EXPLORER SES MYTHES INDIVIDUELS

Je voulais découvrir le Rêve Éveillé Dirigé – Marie s’est joliment proposée comme guide. Nous avons de nombreuses connaissances en commun, dans tous les sens du terme mais ne nous étions jamais croisées. Après avoir pris le temps d’échanger autour d’une tisane, nous avons lancé le rêve.

Ma difficulté choisie ? L’impression d’alterner depuis des années des moments de grande liberté de mouvement dans lesquels je me sens très déracinée et quelques moments d’enracinement dans lesquels je perds ma liberté de mouvement. Nouvellement rendue mère par la naissance de mon fils, mon intention était de parvenir à mêler ce qui devait l’être. Marie m’a aidé à formuler cette intention de manière positive et claire pour pouvoir la répéter ensuite dans le voyage onirique.

Le dessin s’est imposé dès le départ. Je vois un marais, eau et sable déphasés, séparés. Un jonc y pousse, jonc simplifié par le dessin, il semble simplement planté là. Des racines multidirectionnelles s’étirent puis battent comme une corolle de méduse. Marie m’engage à prêter attention à une racine plus particulièrement. Sort d’un sous-sol invisible une asperge (cela m’amuse et malgré la grande émotion produite par cette plongée dans mon imaginaire et au-delà, ainsi qu’un certain inconfort physique au-niveau de la respiration et de la déglutition, je m’amuse souvent tout au long du voyage – consciente des clins d’œil qui parsèment cet étrange paysage) au milieu des racines flottantes. Celles-ci se relient par des filaments, deviennent filet de pêche tandis que « l’asperge » se couvre de ce qui ressemble à des feuilles de liserons.

Passage au noir. Grains de beauté comme des points à relier pour faire apparaître un dessin, ici, rien de plus que la représentation d’une constellation, que je ne reconnais pas.

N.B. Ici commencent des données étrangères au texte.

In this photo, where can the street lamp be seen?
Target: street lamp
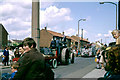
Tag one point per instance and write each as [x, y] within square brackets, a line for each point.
[78, 30]
[116, 10]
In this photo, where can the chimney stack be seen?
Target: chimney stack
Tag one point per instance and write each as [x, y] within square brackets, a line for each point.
[45, 28]
[63, 32]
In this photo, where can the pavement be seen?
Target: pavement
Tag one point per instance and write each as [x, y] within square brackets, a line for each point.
[95, 73]
[2, 66]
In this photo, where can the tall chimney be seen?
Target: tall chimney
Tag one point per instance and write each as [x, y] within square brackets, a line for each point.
[35, 23]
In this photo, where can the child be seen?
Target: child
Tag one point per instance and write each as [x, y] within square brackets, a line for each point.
[14, 68]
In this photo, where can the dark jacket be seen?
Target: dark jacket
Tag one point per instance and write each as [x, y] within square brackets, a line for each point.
[31, 67]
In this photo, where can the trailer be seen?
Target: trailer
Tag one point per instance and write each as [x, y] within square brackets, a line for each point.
[58, 55]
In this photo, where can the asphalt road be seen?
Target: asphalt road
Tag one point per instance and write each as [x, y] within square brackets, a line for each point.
[77, 70]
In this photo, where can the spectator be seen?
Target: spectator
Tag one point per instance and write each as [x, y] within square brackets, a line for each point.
[98, 58]
[11, 55]
[16, 53]
[33, 65]
[102, 58]
[21, 50]
[6, 55]
[14, 68]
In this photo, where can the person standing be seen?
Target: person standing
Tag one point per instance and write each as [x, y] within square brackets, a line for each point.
[21, 50]
[6, 55]
[11, 55]
[33, 65]
[98, 58]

Apparition d’un hippocampe (sourire, cet l’animal dont le mâle porte les petits et le nom d’une partie du cerveau) que je veux suivre en mer. Je vois un poisson plat dissimulé sous le sable (je ne le reconnais pas sur le moment – je pense maintenant qu’il s’agit d’une limande). Il ne révèle rien mais s’est laissé voir… une forêt d’algues, un anneau qui brille sur le fond, l’hippocampe en fait le tour, c’est apaisant, l’anneau reste là. En revanche j’emporte une pousse d’algue ou une petite anémone.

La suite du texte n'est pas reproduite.